[PATCH] xfs: fix zero range i_size problems

Brian Foster <bfoster@xxxxxxxxxx> · Thu, 2 Oct 2014 09:12:13 -0400

The zero range operation is analogous to fallocate with the exception of
converting the range to zeroes. E.g., it attempts to allocate zeroed
blocks over the range specified by the caller. The XFS implementation
kills all delalloc blocks currently over the aligned range, converts the
range to allocated zero blocks (unwritten extents) and handles the
partial pages at the ends of the range by sending writes through the
pagecache.

The current implementation suffers from several problems associated with
inode size.
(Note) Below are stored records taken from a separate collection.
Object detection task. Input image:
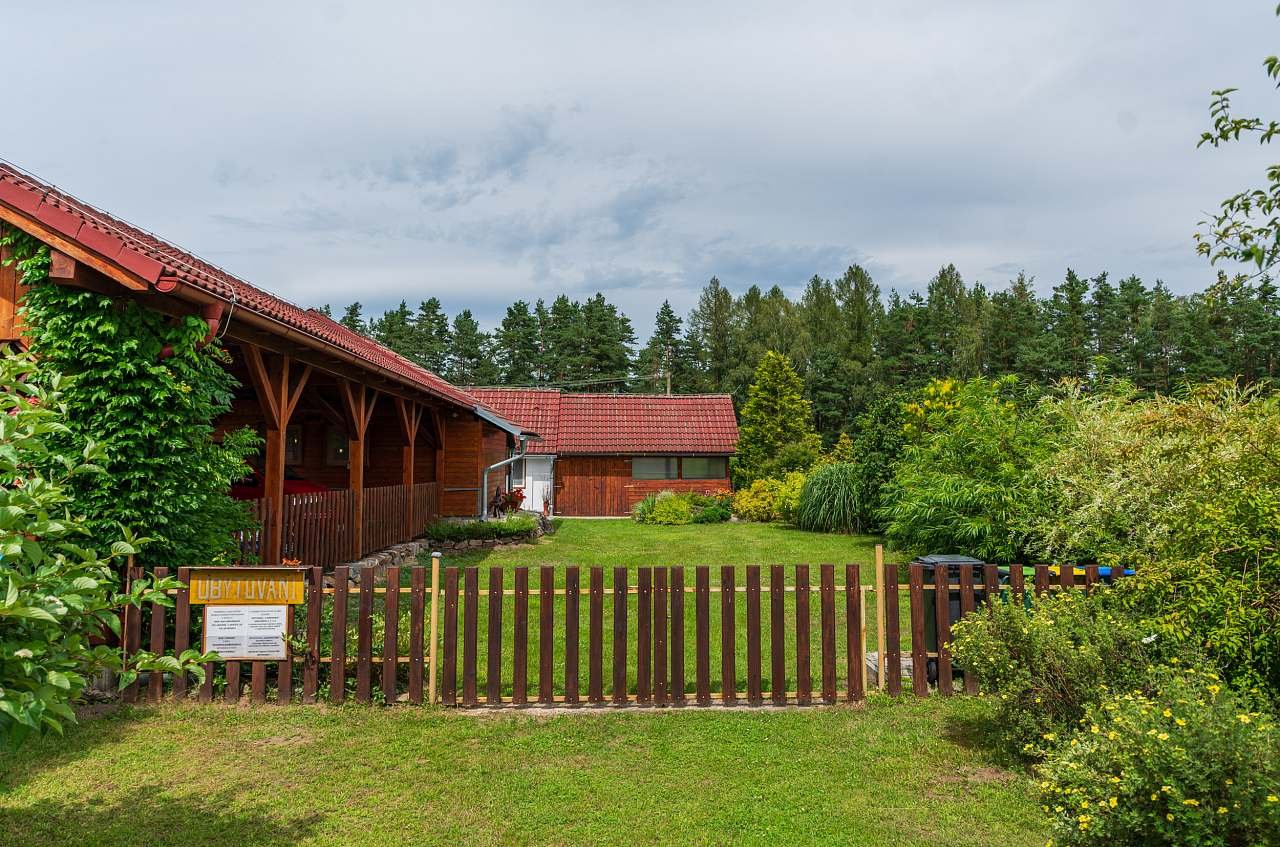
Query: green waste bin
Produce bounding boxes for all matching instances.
[911,554,987,685]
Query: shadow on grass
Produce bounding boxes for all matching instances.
[0,788,321,847]
[943,697,1027,770]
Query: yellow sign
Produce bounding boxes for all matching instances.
[189,568,306,605]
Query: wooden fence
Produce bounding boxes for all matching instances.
[124,564,1121,706]
[237,482,439,568]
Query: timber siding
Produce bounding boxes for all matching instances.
[556,455,730,517]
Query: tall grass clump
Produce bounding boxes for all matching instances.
[795,462,863,532]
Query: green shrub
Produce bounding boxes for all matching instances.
[773,471,805,522]
[951,587,1162,757]
[649,491,694,526]
[733,479,782,523]
[1039,669,1280,847]
[795,462,863,532]
[694,504,732,523]
[425,514,538,541]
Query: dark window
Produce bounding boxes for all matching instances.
[631,455,680,480]
[680,455,728,480]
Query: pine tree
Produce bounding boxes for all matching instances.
[689,276,735,393]
[447,308,499,385]
[733,351,819,485]
[369,301,421,362]
[635,301,696,394]
[493,299,538,385]
[413,297,449,374]
[338,301,369,335]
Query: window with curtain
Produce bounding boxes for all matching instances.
[681,455,728,480]
[631,455,680,480]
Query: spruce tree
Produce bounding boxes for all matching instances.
[413,297,449,374]
[493,299,538,385]
[447,308,499,385]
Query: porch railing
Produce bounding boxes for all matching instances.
[238,482,439,568]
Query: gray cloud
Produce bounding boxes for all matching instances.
[0,0,1280,334]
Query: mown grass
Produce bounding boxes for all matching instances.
[0,697,1046,847]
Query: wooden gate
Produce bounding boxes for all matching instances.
[124,557,1116,708]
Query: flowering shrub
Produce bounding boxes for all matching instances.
[951,589,1162,759]
[1039,669,1280,847]
[631,491,730,526]
[733,471,805,523]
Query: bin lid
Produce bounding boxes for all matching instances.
[913,553,986,564]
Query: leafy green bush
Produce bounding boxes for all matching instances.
[0,351,207,747]
[1039,669,1280,847]
[0,226,259,564]
[879,376,1052,562]
[425,514,538,541]
[631,491,732,526]
[795,462,863,532]
[951,587,1162,757]
[649,491,694,526]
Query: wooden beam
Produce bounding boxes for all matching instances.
[0,203,151,292]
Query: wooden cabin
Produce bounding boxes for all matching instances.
[0,162,529,566]
[471,388,737,517]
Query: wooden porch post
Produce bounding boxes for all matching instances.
[339,380,378,559]
[396,397,422,539]
[241,344,311,564]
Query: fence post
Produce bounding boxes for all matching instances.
[426,550,440,705]
[876,544,887,691]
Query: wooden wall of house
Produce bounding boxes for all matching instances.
[0,247,27,344]
[554,455,730,517]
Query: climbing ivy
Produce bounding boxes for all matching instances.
[0,228,257,566]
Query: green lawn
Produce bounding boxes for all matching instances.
[378,518,910,699]
[0,697,1046,847]
[430,518,878,573]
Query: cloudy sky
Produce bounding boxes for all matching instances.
[0,0,1280,335]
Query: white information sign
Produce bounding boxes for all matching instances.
[205,605,289,661]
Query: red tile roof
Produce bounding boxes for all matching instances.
[470,388,737,455]
[467,388,561,455]
[0,161,477,408]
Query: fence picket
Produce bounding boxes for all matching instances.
[795,564,813,706]
[484,567,503,706]
[906,562,929,697]
[721,564,737,705]
[586,566,604,702]
[383,566,399,706]
[818,564,836,704]
[694,564,712,706]
[440,567,458,706]
[845,564,867,702]
[538,564,556,704]
[668,573,685,706]
[746,564,763,706]
[408,566,426,706]
[511,567,529,704]
[329,566,351,705]
[636,568,653,702]
[613,567,627,705]
[564,566,580,704]
[462,566,480,706]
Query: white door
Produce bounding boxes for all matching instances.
[524,455,553,512]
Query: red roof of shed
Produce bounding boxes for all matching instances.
[0,161,477,408]
[470,388,737,455]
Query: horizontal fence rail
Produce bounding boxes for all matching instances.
[123,564,1116,708]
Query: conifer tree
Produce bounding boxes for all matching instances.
[733,351,819,485]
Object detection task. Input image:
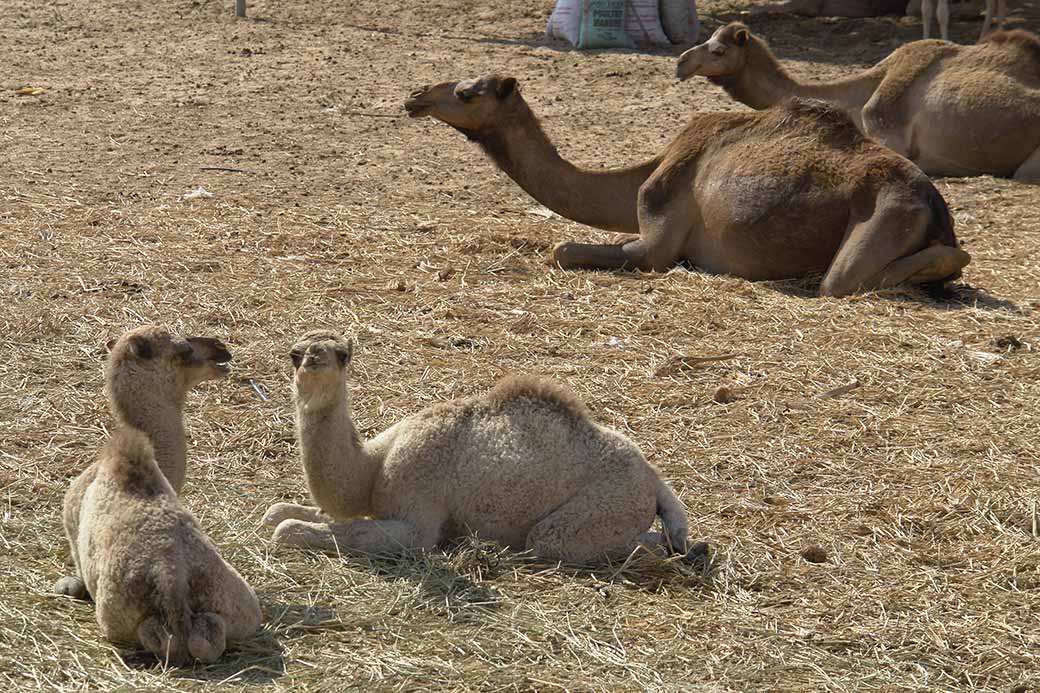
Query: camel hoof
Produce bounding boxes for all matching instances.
[552,240,577,270]
[51,576,90,599]
[261,503,293,528]
[270,519,310,546]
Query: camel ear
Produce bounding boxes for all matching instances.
[497,77,517,99]
[130,337,155,360]
[336,339,354,366]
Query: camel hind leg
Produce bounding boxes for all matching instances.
[527,478,659,563]
[820,193,971,297]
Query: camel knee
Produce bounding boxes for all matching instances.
[188,612,227,662]
[271,519,326,546]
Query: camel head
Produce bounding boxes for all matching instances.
[289,330,354,399]
[675,22,755,80]
[105,325,231,407]
[405,75,521,138]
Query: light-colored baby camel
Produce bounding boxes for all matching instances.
[677,23,1040,180]
[264,331,687,562]
[405,75,969,296]
[54,326,261,664]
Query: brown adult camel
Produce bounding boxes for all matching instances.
[676,22,1040,180]
[405,75,969,296]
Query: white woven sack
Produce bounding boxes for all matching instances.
[625,0,669,44]
[660,0,701,44]
[545,0,581,46]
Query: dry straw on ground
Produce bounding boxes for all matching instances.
[0,0,1040,691]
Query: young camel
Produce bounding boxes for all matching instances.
[54,326,261,664]
[677,22,1040,181]
[264,331,687,562]
[405,75,969,296]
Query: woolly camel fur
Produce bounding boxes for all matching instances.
[677,22,1040,181]
[55,326,261,664]
[405,75,969,296]
[264,331,687,562]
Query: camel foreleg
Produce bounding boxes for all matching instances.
[51,575,90,600]
[262,503,332,527]
[272,519,437,555]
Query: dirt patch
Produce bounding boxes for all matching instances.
[0,0,1040,691]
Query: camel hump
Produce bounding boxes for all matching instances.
[979,29,1040,65]
[487,376,589,419]
[764,97,861,142]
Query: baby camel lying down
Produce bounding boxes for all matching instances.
[55,327,261,664]
[264,331,687,562]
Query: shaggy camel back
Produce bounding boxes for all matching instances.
[676,22,1040,180]
[405,75,969,296]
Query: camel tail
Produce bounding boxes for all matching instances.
[657,476,690,554]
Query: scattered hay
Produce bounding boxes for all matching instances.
[0,0,1040,692]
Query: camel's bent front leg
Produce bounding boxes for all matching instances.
[552,174,693,272]
[820,193,971,296]
[262,503,332,527]
[272,519,437,554]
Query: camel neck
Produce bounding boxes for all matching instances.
[474,101,659,233]
[112,399,187,494]
[712,44,884,114]
[296,386,380,519]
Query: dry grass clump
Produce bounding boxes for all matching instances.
[0,0,1040,692]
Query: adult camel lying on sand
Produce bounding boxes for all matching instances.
[677,23,1040,180]
[264,331,687,562]
[405,76,969,296]
[54,327,261,664]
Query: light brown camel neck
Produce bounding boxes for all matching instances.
[108,393,187,494]
[711,36,884,113]
[296,385,382,519]
[474,99,660,233]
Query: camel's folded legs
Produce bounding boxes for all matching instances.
[820,194,971,296]
[274,519,437,554]
[263,503,332,527]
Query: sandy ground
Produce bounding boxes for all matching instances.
[0,0,1040,691]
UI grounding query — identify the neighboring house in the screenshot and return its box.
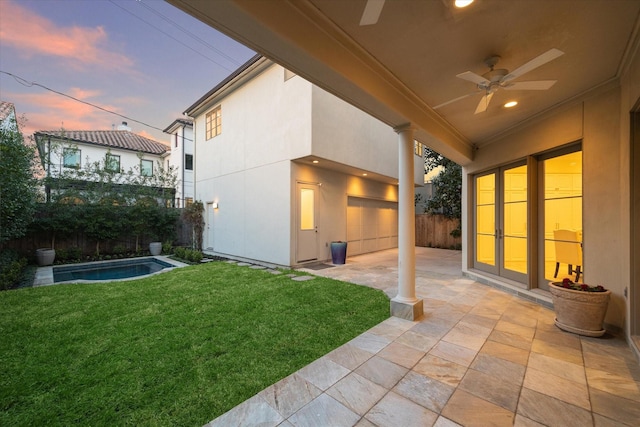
[164,118,194,208]
[0,101,18,130]
[169,0,640,356]
[185,55,422,266]
[34,122,175,204]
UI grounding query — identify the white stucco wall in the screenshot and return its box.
[169,125,195,206]
[195,65,311,265]
[463,84,629,328]
[194,65,416,265]
[291,162,398,264]
[312,86,424,185]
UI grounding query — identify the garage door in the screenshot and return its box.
[347,197,398,256]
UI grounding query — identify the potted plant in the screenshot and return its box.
[331,240,347,264]
[549,278,611,337]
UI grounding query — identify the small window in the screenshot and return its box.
[140,160,153,176]
[104,154,120,172]
[205,107,222,140]
[62,148,80,169]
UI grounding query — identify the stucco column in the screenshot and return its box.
[391,124,423,320]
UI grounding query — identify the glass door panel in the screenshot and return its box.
[474,165,529,283]
[539,151,584,289]
[502,165,528,275]
[475,173,497,272]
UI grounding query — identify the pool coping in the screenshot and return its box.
[33,255,188,288]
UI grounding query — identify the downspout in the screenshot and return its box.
[181,125,187,207]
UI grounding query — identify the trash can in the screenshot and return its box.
[331,241,347,264]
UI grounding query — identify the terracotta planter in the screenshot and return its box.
[149,242,162,256]
[549,282,611,337]
[36,248,56,267]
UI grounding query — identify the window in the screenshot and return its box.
[205,107,222,140]
[62,148,80,169]
[140,160,153,176]
[104,154,120,172]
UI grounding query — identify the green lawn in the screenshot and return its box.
[0,262,389,426]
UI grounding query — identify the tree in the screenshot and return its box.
[0,118,38,245]
[424,147,462,236]
[184,200,204,251]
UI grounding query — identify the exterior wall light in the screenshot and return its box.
[453,0,473,8]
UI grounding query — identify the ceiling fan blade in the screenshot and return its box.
[360,0,385,26]
[503,80,557,90]
[473,92,493,114]
[502,48,564,82]
[456,71,490,84]
[433,91,478,110]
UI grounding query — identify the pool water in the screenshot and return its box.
[53,258,175,283]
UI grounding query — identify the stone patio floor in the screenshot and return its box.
[207,248,640,427]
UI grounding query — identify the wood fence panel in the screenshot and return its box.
[416,214,462,249]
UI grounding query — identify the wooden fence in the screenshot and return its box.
[416,214,462,249]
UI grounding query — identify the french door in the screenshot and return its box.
[474,162,529,283]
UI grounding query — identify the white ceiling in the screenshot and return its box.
[168,0,640,164]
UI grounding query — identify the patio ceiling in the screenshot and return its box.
[168,0,640,164]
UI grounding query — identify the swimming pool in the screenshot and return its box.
[53,258,176,283]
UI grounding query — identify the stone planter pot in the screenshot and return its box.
[36,248,56,267]
[331,242,347,264]
[149,242,162,256]
[549,282,611,337]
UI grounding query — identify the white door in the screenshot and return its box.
[296,183,318,262]
[204,203,215,250]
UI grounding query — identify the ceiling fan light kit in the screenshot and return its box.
[433,48,564,114]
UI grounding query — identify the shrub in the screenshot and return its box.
[113,245,127,255]
[173,247,202,263]
[0,250,27,290]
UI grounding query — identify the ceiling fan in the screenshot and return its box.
[433,48,564,114]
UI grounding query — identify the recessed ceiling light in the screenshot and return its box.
[453,0,473,8]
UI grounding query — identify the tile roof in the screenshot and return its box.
[35,130,170,154]
[0,101,15,122]
[163,117,193,133]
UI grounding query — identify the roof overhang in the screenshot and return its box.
[168,0,473,164]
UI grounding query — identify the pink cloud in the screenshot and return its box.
[0,0,133,69]
[7,88,122,136]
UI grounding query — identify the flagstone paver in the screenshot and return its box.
[204,248,640,427]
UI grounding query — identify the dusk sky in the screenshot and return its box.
[0,0,254,143]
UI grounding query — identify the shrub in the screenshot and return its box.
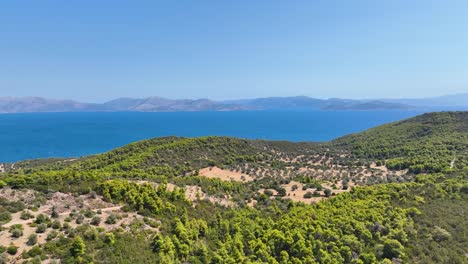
[91,216,101,226]
[11,228,23,238]
[36,224,47,233]
[7,245,18,255]
[26,234,37,246]
[20,211,34,220]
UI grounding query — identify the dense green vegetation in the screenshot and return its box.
[333,112,468,173]
[0,112,468,263]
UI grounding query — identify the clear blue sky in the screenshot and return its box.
[0,0,468,102]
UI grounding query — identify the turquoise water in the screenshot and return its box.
[0,111,421,162]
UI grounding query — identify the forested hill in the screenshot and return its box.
[0,112,468,264]
[332,112,468,173]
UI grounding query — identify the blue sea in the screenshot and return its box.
[0,111,422,162]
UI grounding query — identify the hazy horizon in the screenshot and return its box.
[0,0,468,103]
[0,92,468,104]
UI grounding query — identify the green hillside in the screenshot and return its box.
[332,112,468,173]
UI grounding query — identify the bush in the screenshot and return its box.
[34,214,50,225]
[11,228,23,238]
[26,234,37,246]
[20,211,34,220]
[46,230,58,241]
[91,216,101,226]
[7,245,18,255]
[106,214,117,225]
[36,224,47,233]
[52,219,62,229]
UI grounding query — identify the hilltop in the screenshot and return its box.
[0,112,468,263]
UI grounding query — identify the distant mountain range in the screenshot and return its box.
[0,93,468,113]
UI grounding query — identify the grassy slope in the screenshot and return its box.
[332,112,468,173]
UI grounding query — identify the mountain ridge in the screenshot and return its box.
[0,94,468,113]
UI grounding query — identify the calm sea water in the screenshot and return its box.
[0,111,421,162]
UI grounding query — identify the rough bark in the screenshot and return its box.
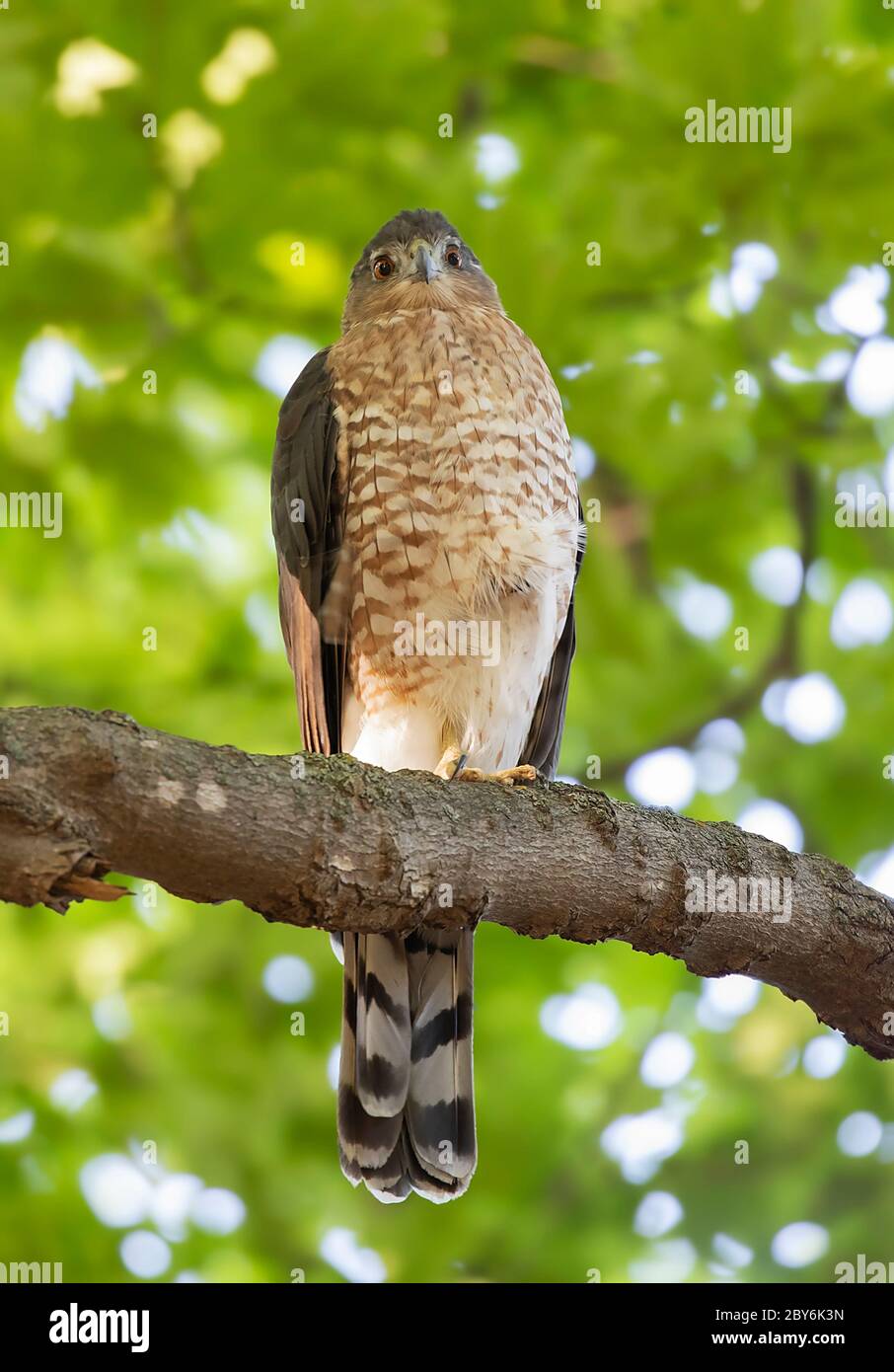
[0,710,894,1058]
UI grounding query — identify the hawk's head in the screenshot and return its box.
[341,210,502,330]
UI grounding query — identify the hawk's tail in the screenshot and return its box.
[338,926,476,1202]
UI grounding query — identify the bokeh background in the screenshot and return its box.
[0,0,894,1283]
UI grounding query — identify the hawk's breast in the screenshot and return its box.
[324,309,577,740]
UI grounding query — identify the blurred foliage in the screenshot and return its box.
[0,0,894,1283]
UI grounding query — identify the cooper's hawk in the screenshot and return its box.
[273,210,583,1200]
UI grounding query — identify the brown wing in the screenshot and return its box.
[518,499,587,781]
[270,348,345,753]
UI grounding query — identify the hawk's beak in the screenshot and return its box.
[412,240,440,282]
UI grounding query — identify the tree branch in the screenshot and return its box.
[0,710,894,1058]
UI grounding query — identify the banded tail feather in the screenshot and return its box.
[334,926,476,1202]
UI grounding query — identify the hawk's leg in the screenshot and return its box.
[434,743,538,786]
[454,763,538,786]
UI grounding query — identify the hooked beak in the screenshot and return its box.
[412,240,440,284]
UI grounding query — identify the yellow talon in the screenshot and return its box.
[455,763,538,786]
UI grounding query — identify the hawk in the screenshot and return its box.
[271,210,583,1202]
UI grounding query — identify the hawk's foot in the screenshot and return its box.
[454,763,538,786]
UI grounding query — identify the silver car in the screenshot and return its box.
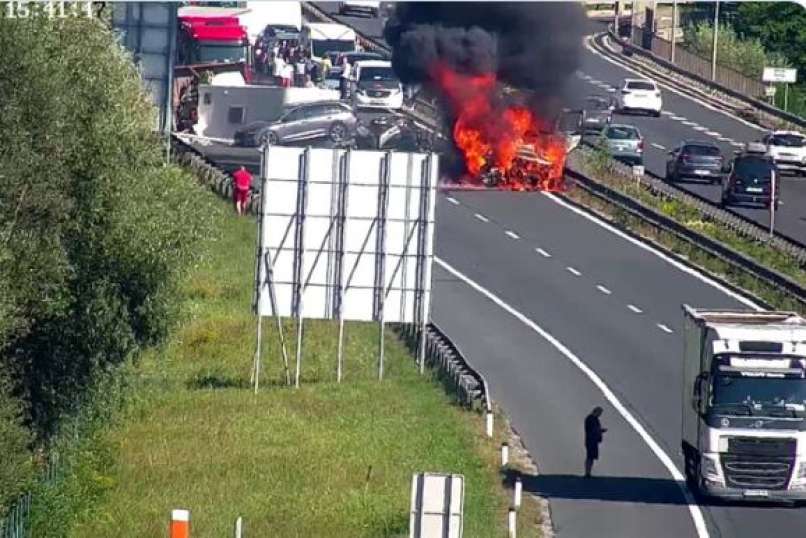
[601,124,644,165]
[235,101,358,146]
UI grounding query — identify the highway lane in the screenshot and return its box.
[433,192,806,538]
[316,2,806,242]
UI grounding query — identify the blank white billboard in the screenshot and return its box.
[256,146,438,322]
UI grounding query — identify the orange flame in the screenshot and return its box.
[432,65,566,191]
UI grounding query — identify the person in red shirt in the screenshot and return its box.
[232,166,252,215]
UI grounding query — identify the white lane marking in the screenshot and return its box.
[542,192,764,312]
[434,256,709,538]
[585,35,767,131]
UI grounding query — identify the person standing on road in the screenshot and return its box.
[232,166,252,216]
[585,406,607,478]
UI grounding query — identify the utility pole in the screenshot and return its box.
[711,0,719,80]
[669,0,677,63]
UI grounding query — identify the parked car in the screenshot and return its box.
[582,95,616,133]
[235,101,358,146]
[351,60,403,110]
[762,131,806,176]
[618,78,663,117]
[666,141,725,184]
[339,1,381,17]
[721,145,780,208]
[601,124,644,165]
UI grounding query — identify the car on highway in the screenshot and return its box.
[618,78,663,117]
[351,60,403,110]
[721,144,780,208]
[762,131,806,176]
[666,140,725,184]
[600,123,644,165]
[582,95,616,133]
[234,101,358,147]
[339,1,381,17]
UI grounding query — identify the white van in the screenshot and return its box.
[300,22,356,61]
[352,60,403,110]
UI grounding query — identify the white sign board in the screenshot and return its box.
[255,146,438,323]
[761,67,798,84]
[409,473,465,538]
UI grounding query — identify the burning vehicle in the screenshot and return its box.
[384,2,585,191]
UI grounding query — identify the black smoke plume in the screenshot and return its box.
[384,2,587,111]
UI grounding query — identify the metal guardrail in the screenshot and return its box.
[607,25,806,128]
[568,153,806,308]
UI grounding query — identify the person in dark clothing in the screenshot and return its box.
[585,406,607,478]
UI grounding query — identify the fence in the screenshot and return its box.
[632,26,765,99]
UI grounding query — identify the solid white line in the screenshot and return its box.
[585,35,766,131]
[434,256,709,538]
[543,192,764,311]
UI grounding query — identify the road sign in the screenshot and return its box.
[409,473,465,538]
[761,67,798,84]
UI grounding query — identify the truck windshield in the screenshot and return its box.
[311,39,355,58]
[198,43,246,63]
[711,373,806,416]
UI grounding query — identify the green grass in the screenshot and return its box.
[63,197,537,538]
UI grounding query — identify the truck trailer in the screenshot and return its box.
[682,305,806,502]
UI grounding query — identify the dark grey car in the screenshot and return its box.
[582,95,615,133]
[666,141,725,184]
[235,101,358,146]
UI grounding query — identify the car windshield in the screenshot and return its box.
[311,39,355,58]
[361,67,397,81]
[627,80,655,91]
[605,125,641,140]
[683,144,720,157]
[711,373,806,414]
[734,157,773,182]
[771,134,806,148]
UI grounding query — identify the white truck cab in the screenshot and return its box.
[762,131,806,176]
[682,305,806,501]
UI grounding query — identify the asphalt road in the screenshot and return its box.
[316,2,806,243]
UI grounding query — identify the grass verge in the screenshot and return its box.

If the aligned range covers an extending I/O, said I/O is
discarded and an inode size update from a previous write never makes it
to disk. Further, if an unaligned zero range extends beyond eof, the
page write induced for the partial end page can itself increase the
inode size, even if the zero range request is not supposed to update
i_size (via KEEP_SIZE, similar to an fallocate beyond EOF).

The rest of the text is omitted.